Josh seems to have been born musical, playing piano in church at the age of four, but a performance at his middle school by David Holt and Sheila Kay Adams got him thinking about his Madison County musical heritage. Over the next few years he learned to play ten instruments by ear, absorbing tunes and styles from local traditional music masters. He got his formal musical education at East Tennesse State University, where he was part school’s renowned Bluegrass and Country Music Program. His talents were quickly recognized, and in 2000 he appeared as a fiddler in the movie Songcatcher. He’s a three time winner at the Fiddler’s Grove festival, becoming the youngest ever to earn that distinction as well as the title “Master Fiddler”. He’s gone on to concertize in the U.S., Europe and Asia. In addition to his solo work, Goforth is also a member of David Holt and the Lightning Bolts and bluegrass band Lorraine Jordan and Carolina Road.

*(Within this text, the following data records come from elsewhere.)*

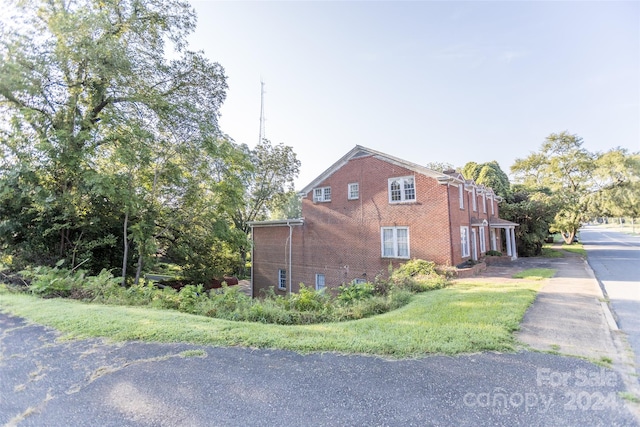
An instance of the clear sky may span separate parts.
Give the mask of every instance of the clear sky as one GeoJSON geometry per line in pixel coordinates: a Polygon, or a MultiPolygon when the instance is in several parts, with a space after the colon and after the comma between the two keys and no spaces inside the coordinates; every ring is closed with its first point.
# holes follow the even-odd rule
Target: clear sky
{"type": "Polygon", "coordinates": [[[502,169],[568,130],[640,151],[640,2],[191,0],[222,131],[292,146],[300,189],[356,144],[502,169]]]}

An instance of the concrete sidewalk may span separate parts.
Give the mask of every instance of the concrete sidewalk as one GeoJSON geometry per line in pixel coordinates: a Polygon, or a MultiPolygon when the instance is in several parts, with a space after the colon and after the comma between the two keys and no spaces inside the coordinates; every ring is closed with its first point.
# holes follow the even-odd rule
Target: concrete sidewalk
{"type": "Polygon", "coordinates": [[[602,290],[582,257],[518,260],[525,268],[555,268],[524,316],[517,337],[532,349],[557,351],[592,360],[616,360],[617,326],[602,290]]]}

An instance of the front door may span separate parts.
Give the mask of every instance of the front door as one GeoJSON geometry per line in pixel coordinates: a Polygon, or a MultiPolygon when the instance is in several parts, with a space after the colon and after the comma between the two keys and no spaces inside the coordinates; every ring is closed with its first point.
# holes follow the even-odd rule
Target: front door
{"type": "Polygon", "coordinates": [[[471,259],[478,260],[478,237],[476,235],[476,229],[471,229],[471,259]]]}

Although his fiddling brought him early acclaim, Josh Goforth’s guitar work is equally impressive in both flat picking and fingerpicking mode, and he’s apt to pick up and perform with authority on just about anything with strings. He’s said that one of the main goals of his career is to get young people interested in traditional music. “In all the years I’ve been playing traditional and old-time music, I’ve always said that if people could really see and hear it live they’d fall in love with it.” When it’s played by Josh Goforth, that’s practically guaranteed.